The spectacular views afforded by the new monument are well-known, and the protected habitat for deer, quail and javelina guarantees some of the best hunting in the state. The canyons and grasslands are home to many species of birds and other plants and animals — some found nowhere else in the world. The region also has been important throughout history. It contains more than 5,000 archaeologically and culturally significant sites, including Spanish settlements and numerous petroglyphs and pictographs. Billy the Kid and Geronimo hid in these hills. World War II soldiers and astronauts from the Apollo space mission trained here.
The monument lands will continue to be managed by the Bureau of Land Management (BLM), as they are now. That means that grazing will operate under the same rules as it does today. The BLM will continue to have the explicit authority to issue new rights-of-way for flood prevention and watershed restoration projects within the monument. The state will continue to manage wildlife and game within the monument. Road access will remain for everyone, and ranchers will continue to have vehicular access to their allotment infrastructure. Further, the border security mission of U.S. Customs and Border Protection (CBP) will not be limited. In fact, CBP has stated that the monument “provides important flexibility as we work to meet this ongoing priority.”
While the president’s proclamation creates the monument, there is still work to be done. We still need to create permanent wilderness areas within the monument, release wilderness study areas where needed, and to widen the international border buffer zone beyond existing law for federal, state, and local law enforcement to better patrol the border area. That can only be accomplished by an act of Congress.
We introduced monument legislation last December, and will continue to push for passage of portions that could not be addressed by the president’s proclamation. Our bill reflects the input of ranchers, nearby communities, recreation groups, area businesses, those involved in flood control, and other stakeholders, as well as state agencies, White Sands Missile Range, Fort Bliss and the U.S. Border Patrol.
Our legislation will increase the operational flexibility of Border Patrol beyond what they can do today. It creates new opportunities for expanded surveillance, pursuit and patrol. By releasing more than 30,000 acres from existing wilderness study area designation, it increases the current 0.3-mile buffer between the Mexican border and protected lands to a full five-mile buffer. It also designates an east-west vehicular route within the Potrillo Mountains Wilderness to allow Border Patrol and other law enforcement operations. And the legislation further clarifies provisions related to watershed restoration and flood prevention.
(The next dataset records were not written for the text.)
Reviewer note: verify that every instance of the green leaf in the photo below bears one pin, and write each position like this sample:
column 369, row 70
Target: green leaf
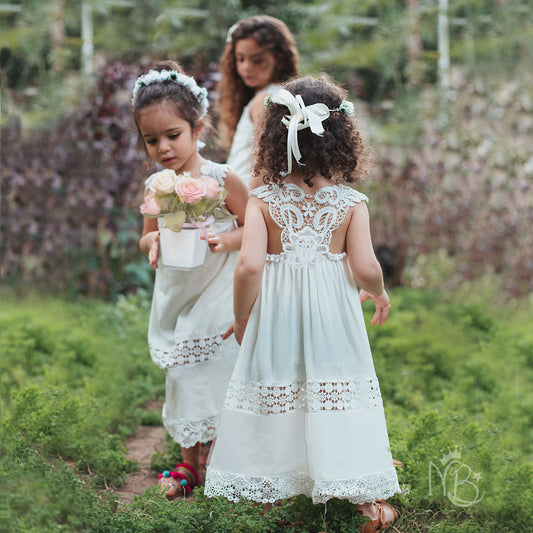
column 174, row 221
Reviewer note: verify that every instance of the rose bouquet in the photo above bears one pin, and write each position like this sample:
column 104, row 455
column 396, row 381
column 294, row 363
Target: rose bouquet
column 185, row 201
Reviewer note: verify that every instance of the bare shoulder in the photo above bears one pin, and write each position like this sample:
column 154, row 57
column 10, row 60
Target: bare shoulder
column 232, row 181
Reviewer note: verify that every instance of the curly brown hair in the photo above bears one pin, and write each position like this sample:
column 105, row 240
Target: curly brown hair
column 232, row 93
column 179, row 97
column 340, row 154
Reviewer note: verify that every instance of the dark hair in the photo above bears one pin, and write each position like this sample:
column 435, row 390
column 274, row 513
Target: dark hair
column 179, row 97
column 232, row 93
column 339, row 154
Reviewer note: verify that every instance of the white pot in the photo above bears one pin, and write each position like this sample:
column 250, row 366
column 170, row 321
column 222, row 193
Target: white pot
column 183, row 250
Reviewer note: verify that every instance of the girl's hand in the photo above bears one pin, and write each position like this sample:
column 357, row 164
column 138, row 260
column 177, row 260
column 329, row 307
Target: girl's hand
column 151, row 243
column 382, row 306
column 215, row 241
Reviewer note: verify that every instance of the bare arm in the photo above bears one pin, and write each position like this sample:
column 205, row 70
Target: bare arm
column 149, row 241
column 236, row 201
column 249, row 269
column 364, row 264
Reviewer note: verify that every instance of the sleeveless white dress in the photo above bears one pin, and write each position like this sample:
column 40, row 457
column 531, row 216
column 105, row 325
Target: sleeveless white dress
column 191, row 309
column 240, row 156
column 303, row 412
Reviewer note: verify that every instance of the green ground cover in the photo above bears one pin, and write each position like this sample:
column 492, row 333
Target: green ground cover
column 455, row 377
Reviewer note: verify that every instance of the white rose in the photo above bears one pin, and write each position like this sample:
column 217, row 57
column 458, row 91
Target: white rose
column 162, row 182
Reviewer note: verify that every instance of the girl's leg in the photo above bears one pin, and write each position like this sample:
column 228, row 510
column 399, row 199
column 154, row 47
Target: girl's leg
column 191, row 456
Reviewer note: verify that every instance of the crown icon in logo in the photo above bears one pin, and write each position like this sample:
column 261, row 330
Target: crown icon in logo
column 446, row 458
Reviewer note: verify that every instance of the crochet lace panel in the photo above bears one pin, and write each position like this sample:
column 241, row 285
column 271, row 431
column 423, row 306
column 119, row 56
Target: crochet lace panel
column 187, row 352
column 276, row 398
column 367, row 488
column 307, row 220
column 189, row 432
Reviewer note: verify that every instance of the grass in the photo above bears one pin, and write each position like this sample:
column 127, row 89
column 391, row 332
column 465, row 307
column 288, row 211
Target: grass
column 455, row 377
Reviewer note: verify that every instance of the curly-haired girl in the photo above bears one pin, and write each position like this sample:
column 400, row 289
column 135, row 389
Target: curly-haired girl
column 260, row 53
column 303, row 412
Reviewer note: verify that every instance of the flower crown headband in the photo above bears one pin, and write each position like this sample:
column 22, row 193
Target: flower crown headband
column 156, row 76
column 301, row 117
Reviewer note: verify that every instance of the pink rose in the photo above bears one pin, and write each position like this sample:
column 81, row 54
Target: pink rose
column 150, row 206
column 190, row 190
column 211, row 186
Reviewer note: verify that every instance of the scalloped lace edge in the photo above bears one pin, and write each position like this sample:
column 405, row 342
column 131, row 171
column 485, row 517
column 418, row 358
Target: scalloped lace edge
column 364, row 489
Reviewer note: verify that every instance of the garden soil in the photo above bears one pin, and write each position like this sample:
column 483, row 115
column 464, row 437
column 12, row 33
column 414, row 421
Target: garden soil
column 146, row 441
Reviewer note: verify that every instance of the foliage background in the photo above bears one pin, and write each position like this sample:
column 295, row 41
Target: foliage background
column 451, row 204
column 76, row 376
column 452, row 185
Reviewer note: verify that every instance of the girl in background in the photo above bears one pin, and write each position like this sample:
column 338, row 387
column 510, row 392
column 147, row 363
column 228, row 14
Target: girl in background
column 191, row 309
column 303, row 412
column 260, row 53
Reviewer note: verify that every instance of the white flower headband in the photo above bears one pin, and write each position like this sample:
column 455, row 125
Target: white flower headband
column 156, row 76
column 301, row 117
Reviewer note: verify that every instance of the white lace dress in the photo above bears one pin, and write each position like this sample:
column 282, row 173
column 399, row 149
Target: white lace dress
column 191, row 309
column 240, row 156
column 303, row 412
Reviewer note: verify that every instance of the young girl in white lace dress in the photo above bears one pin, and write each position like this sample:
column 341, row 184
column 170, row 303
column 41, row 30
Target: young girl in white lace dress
column 260, row 53
column 191, row 309
column 303, row 413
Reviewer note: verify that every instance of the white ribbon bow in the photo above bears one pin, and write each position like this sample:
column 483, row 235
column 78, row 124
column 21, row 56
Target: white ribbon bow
column 301, row 117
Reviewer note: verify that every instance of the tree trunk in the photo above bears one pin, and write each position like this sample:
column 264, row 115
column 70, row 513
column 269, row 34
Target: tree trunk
column 57, row 34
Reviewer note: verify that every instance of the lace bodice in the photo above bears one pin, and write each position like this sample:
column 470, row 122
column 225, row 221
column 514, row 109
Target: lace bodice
column 307, row 221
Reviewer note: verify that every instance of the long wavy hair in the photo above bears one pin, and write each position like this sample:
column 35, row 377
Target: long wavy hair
column 340, row 154
column 232, row 94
The Organ Mountain-Desert Peaks National Monument is a great step forward for southern New Mexico. It honors our heritage and it strengthens our economy. We all have the same goal. We all want to ensure that our natural and cultural treasures are preserved for future generations and that communities in Doña Ana County can continue to grow and prosper.
Tom Udall and Martin Heinrich represent New Mexico in the U.S. Senate.